# Math Help - Volume for a cone in cylindrical coordinates.

1. ## Volume for a cone in cylindrical coordinates.

Hi there. I haven't used iterated integrals for a while, and I'm studying some mechanics, the inertia tensor, etc. so I need to use some calculus. And I'm having some trouble with it.

I was trying to find the volume of a cone, and then I've found lots of trouble with such a simple problem.

So I thought of using cylindrical coordinates this way:
$\begin{Bmatrix}{ x=r\cos\theta} \\y=r\sin\theta \\z=r\end{matrix}$

And then I've stated the integral this way:

$\displaystyle\int_{0}^{2\pi}\displaystyle\int_{0}^ {r}\displaystyle\int_{r}^{h}rdzdrd\theta=\displays tyle\int_{0}^{2\pi}\displaystyle\int_{0}^{r}r(h-r)drd\theta=\displaystyle\int_{0}^{2\pi}\displayst yle\frac{r^2h}{2}-\displaystyle\frac{r^3}{3}=\pi r^2h-\displaystyle\frac{2\pi\r^3}{3}=\pi r^2(h-\displaystyle\frac{2}{3}r)$

But I should get: $V_{cone}=\displaystyle\frac{\pi r^2 h}{3}$

I think I'm giving wrong limits for the integration.

Help pls

2. I think your limits are ok. You have a notational error here:

$\displaystyle\int_{0}^{2\pi}\left(\frac{r^{2}h}{2}-\frac{r^{3}}{3}\right)d\theta=\pi r^{2}h-\frac{2\pi r^{3}}{3}.$

But as that gets fixed later on, that won't explain what's going on. I think part of the issue is that you've determined that $z=r.$ There's no a priori reason to assume that. I would probably have done $z=hr/a,$ where $a$ is the radius of the base, to account for differently "squashed" cones. Be that as it may, I think your formula is actually correct, because in your case, since $z=r,$ you have that $r=h,$ and hence

$\displaystyle \pi r^{2}h-\frac{2\pi r^{3}}{3}=\frac{\pi r^{3}}{3}.$

This formula is correct if $r=h.$

Try going through the integration again with $z=hr/a,$ and see what that gets you.

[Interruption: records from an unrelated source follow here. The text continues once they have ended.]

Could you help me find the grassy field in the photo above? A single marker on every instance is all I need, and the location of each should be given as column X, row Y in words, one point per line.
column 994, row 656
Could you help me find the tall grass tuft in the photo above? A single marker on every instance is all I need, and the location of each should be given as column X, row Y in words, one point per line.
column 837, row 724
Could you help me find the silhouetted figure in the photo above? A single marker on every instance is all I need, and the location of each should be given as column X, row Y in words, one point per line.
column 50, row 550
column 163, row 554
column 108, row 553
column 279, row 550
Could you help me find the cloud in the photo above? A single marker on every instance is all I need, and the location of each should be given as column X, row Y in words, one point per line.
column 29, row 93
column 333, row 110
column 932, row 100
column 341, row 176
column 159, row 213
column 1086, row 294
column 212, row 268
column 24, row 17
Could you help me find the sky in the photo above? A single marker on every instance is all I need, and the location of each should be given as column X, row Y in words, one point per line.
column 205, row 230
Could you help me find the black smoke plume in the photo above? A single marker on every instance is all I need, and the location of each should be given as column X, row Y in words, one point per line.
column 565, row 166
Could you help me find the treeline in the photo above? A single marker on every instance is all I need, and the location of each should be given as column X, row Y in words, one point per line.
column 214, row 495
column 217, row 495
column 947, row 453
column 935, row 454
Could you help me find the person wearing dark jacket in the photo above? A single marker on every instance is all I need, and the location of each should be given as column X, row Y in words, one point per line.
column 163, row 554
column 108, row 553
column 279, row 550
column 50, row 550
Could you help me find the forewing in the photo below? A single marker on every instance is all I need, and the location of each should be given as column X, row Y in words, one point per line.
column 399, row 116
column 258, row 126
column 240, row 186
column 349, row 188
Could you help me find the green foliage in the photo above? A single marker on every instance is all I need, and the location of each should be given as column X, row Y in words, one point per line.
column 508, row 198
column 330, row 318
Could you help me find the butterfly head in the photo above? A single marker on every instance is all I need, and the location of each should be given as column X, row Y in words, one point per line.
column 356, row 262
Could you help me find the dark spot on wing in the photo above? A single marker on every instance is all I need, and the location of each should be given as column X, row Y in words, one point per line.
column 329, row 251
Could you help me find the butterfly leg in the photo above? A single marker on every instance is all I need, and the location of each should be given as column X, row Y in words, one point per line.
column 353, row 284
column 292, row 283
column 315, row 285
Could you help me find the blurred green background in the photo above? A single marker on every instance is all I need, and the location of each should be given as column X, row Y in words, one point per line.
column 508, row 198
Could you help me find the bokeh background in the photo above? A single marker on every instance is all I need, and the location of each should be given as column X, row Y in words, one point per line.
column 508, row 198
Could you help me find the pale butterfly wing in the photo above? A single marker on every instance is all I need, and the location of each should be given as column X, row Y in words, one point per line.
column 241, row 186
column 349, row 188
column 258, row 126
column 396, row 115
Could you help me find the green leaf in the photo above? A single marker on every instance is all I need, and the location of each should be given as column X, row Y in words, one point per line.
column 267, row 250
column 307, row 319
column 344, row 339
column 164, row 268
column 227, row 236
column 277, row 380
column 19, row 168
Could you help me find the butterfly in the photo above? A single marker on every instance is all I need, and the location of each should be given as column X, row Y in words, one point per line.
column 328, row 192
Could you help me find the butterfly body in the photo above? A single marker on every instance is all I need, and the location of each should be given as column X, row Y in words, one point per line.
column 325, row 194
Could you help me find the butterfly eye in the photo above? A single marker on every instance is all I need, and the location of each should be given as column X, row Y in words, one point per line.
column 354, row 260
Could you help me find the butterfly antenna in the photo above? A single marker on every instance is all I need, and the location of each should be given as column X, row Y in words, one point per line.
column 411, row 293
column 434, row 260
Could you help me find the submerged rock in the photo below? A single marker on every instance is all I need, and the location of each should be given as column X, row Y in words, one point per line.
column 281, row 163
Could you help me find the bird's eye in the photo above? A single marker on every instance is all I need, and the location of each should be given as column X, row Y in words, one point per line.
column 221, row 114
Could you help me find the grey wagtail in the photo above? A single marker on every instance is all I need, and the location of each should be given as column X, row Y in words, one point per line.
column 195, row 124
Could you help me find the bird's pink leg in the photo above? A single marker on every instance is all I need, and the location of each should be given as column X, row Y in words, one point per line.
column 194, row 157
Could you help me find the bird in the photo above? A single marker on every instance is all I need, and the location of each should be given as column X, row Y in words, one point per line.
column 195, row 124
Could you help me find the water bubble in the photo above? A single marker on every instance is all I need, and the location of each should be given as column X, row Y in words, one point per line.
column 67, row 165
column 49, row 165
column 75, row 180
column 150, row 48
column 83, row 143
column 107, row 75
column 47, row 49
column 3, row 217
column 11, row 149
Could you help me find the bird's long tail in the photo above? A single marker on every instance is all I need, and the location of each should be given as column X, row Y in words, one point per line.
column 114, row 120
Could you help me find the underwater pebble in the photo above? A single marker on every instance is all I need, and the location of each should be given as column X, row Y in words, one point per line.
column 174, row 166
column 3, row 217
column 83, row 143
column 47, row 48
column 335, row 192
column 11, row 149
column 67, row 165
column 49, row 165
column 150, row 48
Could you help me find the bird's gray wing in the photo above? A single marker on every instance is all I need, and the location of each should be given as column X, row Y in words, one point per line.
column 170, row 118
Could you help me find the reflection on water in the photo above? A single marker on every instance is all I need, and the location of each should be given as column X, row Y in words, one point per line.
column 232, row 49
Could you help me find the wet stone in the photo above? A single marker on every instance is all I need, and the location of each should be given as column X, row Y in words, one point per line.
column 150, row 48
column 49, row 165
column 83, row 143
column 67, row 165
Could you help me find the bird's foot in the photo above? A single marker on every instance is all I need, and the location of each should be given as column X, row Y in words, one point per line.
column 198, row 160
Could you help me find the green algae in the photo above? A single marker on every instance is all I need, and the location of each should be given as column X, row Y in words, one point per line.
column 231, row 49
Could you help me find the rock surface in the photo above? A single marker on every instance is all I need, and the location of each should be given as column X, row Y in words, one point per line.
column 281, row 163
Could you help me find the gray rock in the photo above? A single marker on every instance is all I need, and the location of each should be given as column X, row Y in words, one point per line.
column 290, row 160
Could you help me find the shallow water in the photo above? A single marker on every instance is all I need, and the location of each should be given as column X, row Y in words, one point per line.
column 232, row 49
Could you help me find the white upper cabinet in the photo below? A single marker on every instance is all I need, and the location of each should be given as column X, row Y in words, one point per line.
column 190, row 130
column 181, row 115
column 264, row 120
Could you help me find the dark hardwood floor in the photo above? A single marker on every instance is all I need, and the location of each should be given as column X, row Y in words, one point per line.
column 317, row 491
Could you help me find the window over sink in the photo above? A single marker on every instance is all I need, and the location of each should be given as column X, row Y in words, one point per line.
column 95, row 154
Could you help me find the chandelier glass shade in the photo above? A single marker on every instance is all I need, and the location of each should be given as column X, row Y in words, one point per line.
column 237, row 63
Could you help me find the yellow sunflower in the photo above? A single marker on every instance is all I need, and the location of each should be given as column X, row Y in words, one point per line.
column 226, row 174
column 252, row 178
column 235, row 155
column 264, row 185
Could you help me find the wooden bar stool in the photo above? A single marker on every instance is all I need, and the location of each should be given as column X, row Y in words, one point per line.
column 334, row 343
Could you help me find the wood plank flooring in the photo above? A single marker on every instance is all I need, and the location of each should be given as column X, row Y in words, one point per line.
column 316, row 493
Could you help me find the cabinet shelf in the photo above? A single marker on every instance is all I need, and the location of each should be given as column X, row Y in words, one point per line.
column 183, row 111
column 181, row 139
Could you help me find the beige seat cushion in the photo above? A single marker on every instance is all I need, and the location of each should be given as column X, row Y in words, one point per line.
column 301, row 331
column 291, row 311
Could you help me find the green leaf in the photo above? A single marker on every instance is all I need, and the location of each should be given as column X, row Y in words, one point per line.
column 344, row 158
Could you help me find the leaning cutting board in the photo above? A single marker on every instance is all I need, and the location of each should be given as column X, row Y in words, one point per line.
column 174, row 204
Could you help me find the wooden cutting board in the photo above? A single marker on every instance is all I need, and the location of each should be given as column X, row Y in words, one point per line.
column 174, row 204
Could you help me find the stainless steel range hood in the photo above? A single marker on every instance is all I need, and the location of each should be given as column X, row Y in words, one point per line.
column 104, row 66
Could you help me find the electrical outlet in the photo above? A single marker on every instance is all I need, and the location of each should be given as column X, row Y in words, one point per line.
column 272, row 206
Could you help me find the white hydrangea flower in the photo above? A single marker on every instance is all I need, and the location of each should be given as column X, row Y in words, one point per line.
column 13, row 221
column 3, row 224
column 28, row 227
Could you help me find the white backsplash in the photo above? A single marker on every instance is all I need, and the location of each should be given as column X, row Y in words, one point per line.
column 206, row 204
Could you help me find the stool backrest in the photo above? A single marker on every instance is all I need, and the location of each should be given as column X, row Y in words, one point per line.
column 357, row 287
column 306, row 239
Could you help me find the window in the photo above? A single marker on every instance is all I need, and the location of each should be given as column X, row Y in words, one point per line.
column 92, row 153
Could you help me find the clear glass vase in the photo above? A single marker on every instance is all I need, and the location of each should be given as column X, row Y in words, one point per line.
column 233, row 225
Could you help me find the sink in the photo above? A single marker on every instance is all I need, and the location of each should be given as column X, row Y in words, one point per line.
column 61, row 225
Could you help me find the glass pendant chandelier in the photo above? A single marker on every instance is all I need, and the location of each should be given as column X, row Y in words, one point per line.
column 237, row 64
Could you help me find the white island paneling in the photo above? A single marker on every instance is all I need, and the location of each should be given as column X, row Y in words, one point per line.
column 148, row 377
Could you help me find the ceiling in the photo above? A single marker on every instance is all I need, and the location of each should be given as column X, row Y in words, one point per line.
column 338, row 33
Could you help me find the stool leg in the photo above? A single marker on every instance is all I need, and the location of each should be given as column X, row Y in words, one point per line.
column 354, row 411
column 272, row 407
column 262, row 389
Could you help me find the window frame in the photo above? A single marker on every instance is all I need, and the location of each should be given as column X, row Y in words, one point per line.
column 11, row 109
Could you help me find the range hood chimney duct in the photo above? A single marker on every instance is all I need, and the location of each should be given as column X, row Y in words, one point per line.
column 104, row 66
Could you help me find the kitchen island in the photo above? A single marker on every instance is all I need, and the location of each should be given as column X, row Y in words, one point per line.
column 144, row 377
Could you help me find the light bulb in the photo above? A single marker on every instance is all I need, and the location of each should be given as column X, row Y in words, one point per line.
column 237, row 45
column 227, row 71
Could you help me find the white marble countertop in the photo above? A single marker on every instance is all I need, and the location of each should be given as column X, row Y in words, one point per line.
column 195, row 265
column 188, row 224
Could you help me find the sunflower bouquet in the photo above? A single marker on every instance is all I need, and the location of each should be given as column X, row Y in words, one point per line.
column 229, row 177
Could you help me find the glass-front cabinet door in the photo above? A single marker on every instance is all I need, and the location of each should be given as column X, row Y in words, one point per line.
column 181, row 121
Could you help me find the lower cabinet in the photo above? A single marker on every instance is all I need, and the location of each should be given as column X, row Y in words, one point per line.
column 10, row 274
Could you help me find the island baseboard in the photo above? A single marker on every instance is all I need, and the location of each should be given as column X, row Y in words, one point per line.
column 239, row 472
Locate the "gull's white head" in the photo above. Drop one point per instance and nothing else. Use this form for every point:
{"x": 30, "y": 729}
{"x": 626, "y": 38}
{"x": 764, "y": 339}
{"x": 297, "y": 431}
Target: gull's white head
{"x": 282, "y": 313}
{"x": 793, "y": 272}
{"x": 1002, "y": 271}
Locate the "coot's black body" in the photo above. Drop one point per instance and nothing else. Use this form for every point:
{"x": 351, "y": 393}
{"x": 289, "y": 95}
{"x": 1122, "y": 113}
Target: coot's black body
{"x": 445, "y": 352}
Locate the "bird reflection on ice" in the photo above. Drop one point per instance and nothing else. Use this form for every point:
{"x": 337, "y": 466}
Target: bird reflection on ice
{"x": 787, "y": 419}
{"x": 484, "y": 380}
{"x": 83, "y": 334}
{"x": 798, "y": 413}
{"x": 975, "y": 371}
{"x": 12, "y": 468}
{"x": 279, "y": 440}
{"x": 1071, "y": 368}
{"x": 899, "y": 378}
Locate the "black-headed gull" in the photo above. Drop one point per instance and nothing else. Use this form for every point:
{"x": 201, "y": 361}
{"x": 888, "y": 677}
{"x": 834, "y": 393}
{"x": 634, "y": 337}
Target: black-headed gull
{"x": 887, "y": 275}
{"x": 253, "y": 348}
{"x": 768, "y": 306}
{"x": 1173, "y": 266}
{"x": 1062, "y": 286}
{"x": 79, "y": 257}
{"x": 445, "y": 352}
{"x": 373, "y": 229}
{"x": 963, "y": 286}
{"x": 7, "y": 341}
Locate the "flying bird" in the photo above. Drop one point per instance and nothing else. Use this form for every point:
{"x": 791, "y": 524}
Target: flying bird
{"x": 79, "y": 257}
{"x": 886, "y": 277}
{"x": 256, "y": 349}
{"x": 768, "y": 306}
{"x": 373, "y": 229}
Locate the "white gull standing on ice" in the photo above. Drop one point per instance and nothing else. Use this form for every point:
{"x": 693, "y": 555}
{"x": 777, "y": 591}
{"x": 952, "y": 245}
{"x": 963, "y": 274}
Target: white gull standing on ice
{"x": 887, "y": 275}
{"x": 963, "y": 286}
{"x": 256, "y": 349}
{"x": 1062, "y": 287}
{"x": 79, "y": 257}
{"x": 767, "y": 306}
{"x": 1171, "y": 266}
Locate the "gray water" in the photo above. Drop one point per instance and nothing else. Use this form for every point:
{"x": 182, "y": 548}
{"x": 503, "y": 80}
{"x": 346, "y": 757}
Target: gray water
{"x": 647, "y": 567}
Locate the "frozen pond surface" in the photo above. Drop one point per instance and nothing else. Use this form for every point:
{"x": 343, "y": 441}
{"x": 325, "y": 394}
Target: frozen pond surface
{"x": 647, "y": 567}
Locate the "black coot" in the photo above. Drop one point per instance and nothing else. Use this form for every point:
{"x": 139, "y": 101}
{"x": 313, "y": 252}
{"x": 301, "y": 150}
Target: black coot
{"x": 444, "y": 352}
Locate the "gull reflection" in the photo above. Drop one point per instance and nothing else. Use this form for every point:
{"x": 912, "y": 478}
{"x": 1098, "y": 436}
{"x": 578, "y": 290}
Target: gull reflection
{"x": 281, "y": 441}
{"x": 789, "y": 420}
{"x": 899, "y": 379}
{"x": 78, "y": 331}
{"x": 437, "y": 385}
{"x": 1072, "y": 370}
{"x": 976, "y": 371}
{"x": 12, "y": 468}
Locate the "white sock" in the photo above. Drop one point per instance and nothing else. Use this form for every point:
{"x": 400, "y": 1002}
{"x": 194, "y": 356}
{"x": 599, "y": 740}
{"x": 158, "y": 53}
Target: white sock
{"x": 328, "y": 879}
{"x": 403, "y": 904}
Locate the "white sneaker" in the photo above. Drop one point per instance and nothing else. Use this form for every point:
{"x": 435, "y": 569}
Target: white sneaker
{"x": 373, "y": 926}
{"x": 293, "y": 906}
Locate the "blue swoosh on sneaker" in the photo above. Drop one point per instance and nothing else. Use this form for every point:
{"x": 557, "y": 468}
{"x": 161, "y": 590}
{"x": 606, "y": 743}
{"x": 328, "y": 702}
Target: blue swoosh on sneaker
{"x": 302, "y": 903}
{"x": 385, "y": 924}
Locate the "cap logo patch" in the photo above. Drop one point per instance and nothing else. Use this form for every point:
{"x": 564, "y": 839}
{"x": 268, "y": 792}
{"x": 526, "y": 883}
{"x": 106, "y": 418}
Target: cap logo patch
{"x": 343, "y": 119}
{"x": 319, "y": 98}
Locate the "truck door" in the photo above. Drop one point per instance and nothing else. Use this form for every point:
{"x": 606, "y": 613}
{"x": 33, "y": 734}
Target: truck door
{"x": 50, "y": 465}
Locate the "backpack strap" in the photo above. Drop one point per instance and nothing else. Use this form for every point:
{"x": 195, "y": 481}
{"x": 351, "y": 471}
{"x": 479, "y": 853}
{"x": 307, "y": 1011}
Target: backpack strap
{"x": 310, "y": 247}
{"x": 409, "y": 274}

Something else I would try: don't use $r$ both for the variable of integration and for the radius of the base of the cone. It's confusing.

3. Thanks for your answer Ackbeet. I thought of z=r because I thought of the cone as $z=(x^2+y^2)^{1/2}$, thats the cone I have integrated, and as you said, that means that r=h, because the cone in the xz plane goes through the line x=z. The relation I was missing I think that its the one that you gave.

Thank you again.

4. You're welcome. Have a good one!